By Radio Rahim

This Saturday night in Atlantic City, a major bout in women's boxing is taking place with undefeated middleweights Claressa Shields and Christina Hammer colliding to unify the entire division with the WBA, WBO, IBF, WBC world titles at stake. Showtime will televise.

The fight is going head to head with a loaded night of boxing, with Jaime Munguia facing Dennis Hogan on DAZN, and Caleb Truax colliding with Peter Quillin on Fox Sports 1.

And one night prior, Vasiliy Lomachenko will be taking on mandatory challenger Anthony Crolla on ESPN+.

Eddie Hearn, who promotes several female fighters like unified champion Katie Taylor, explains his position on why Shields vs.
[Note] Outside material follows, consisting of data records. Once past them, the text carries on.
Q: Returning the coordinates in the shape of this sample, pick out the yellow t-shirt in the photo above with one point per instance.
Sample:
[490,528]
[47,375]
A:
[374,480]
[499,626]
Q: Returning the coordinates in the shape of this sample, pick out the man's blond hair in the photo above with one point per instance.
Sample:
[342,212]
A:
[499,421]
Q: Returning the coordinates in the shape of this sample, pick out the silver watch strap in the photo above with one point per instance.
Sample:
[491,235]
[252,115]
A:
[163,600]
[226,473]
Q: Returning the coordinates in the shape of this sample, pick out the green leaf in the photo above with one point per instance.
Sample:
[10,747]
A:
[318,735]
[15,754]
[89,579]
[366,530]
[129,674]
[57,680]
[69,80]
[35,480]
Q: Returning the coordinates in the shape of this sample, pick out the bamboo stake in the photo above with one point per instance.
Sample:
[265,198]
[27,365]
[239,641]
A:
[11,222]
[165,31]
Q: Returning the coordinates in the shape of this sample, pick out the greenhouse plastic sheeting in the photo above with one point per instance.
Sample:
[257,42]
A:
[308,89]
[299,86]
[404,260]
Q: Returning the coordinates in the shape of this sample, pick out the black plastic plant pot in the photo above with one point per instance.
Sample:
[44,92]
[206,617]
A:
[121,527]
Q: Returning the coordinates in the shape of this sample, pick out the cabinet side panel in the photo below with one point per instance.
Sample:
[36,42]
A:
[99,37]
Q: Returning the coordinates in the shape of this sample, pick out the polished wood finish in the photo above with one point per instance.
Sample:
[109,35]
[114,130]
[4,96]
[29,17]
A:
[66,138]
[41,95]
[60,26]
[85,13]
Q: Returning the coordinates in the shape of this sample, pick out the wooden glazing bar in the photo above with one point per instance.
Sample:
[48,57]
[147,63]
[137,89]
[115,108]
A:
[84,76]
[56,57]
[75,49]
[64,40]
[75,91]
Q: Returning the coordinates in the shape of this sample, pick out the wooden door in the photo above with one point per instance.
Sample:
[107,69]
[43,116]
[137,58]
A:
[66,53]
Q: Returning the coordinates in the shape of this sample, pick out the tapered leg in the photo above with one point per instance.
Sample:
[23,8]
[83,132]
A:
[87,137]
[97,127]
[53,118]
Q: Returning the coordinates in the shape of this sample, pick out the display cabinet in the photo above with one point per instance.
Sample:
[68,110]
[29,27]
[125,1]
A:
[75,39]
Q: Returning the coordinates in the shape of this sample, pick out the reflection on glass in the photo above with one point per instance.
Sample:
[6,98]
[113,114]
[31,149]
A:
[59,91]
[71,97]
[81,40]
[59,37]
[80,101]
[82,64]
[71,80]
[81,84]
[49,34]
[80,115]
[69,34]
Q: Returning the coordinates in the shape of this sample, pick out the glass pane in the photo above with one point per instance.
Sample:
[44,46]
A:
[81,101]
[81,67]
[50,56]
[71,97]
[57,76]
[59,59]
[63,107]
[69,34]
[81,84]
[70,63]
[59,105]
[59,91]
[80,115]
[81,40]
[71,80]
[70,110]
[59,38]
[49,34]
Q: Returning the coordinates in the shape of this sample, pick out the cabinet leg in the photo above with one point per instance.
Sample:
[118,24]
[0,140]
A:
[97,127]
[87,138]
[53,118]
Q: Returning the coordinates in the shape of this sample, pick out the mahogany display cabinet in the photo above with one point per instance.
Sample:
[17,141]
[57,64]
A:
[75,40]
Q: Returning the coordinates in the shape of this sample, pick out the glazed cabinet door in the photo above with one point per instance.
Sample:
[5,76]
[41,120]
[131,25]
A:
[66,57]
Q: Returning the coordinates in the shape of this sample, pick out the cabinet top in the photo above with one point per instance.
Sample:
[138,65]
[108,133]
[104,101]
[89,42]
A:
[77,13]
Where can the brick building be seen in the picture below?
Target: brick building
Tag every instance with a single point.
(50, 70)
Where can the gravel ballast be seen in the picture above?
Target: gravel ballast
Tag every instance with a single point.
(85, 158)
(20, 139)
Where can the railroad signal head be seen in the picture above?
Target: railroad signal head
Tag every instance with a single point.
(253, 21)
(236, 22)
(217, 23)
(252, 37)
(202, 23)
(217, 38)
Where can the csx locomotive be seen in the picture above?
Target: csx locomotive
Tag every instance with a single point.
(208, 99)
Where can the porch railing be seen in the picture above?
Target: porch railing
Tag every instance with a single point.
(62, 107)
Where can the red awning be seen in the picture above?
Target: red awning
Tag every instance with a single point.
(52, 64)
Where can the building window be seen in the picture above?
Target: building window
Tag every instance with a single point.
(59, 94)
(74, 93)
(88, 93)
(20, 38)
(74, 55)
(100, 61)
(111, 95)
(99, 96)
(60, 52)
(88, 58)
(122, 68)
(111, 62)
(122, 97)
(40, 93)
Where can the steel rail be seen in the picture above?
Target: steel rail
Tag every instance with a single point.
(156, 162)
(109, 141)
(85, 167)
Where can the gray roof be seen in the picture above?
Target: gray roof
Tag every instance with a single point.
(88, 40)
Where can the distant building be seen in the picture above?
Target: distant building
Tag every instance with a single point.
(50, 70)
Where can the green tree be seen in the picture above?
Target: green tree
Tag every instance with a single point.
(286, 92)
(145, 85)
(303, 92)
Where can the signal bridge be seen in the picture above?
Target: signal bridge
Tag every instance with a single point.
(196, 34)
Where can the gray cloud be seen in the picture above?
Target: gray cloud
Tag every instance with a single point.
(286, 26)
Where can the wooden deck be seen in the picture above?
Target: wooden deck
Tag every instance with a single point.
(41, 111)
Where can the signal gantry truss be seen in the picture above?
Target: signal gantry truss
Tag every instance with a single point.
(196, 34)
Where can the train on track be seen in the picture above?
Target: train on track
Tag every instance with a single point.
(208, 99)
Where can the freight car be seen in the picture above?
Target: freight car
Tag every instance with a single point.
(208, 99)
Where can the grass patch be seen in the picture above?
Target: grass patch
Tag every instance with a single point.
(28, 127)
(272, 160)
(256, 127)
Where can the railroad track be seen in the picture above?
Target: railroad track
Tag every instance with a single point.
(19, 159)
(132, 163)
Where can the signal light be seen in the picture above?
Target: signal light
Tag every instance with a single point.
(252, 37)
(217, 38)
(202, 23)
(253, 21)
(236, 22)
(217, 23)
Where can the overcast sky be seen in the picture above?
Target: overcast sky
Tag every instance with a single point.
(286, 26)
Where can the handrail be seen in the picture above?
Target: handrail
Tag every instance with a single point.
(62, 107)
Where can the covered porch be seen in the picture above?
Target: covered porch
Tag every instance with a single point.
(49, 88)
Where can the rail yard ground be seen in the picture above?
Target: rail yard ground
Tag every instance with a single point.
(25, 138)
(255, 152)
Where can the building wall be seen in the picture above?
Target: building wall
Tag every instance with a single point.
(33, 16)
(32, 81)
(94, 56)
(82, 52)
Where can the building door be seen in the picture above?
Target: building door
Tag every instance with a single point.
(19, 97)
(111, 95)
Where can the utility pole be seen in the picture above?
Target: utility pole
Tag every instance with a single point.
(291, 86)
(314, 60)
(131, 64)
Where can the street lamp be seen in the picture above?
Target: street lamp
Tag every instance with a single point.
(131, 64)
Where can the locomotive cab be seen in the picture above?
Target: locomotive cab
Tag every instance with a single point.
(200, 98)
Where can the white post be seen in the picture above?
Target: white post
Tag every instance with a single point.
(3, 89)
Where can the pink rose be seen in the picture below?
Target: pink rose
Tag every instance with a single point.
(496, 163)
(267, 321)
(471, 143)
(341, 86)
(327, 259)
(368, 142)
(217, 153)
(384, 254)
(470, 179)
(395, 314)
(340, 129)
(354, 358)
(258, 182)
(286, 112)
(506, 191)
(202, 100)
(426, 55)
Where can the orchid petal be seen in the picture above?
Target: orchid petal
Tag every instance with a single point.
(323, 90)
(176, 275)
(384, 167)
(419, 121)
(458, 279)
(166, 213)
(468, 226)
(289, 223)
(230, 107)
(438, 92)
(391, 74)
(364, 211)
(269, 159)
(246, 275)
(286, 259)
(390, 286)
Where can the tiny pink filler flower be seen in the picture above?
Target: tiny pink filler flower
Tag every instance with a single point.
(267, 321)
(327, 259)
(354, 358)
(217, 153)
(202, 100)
Hammer is not as big as it should be.

He believes the fight would be bigger if the contest had a "major promoter" behind it, with a large promotional structure - like Matchroom, Top Rank, Golden Boy or Premier Boxing Champions.

"I think it's just exposure. Just like with Katie Taylor, you start off in a losing battle where 50% of the people say 'I like women's boxing.' Another 25% go 'hmm, it's not for me.' And another 25% go 'women, what are they doing even boxing' - with the old school, sexist mentality," Hearn explained to BoxingScene.com.

"I tell people, just watch one Katie Taylor fight and you will be a fan. It's all about spreading the word all over the place, on social media. Watch a 10 second highlight of Katie Taylor and you will say 'wow, she's great.'

"Claressa Shields and Hammer, that's a really good fight and I'm a Claressa Shields fan. I love what she's about. She wants to fight everyone, she wants to build a legacy. That is a fight that people should be talking about a lot more. But there is no major promoter behind that show. And I'm not even talking about the broadcaster. Dmitry Salita is my friend, but he doesn't have the promotional platform across social media and across everything to push that as a super-fight. Showtime has tried, but it hasn't gripped the imagination."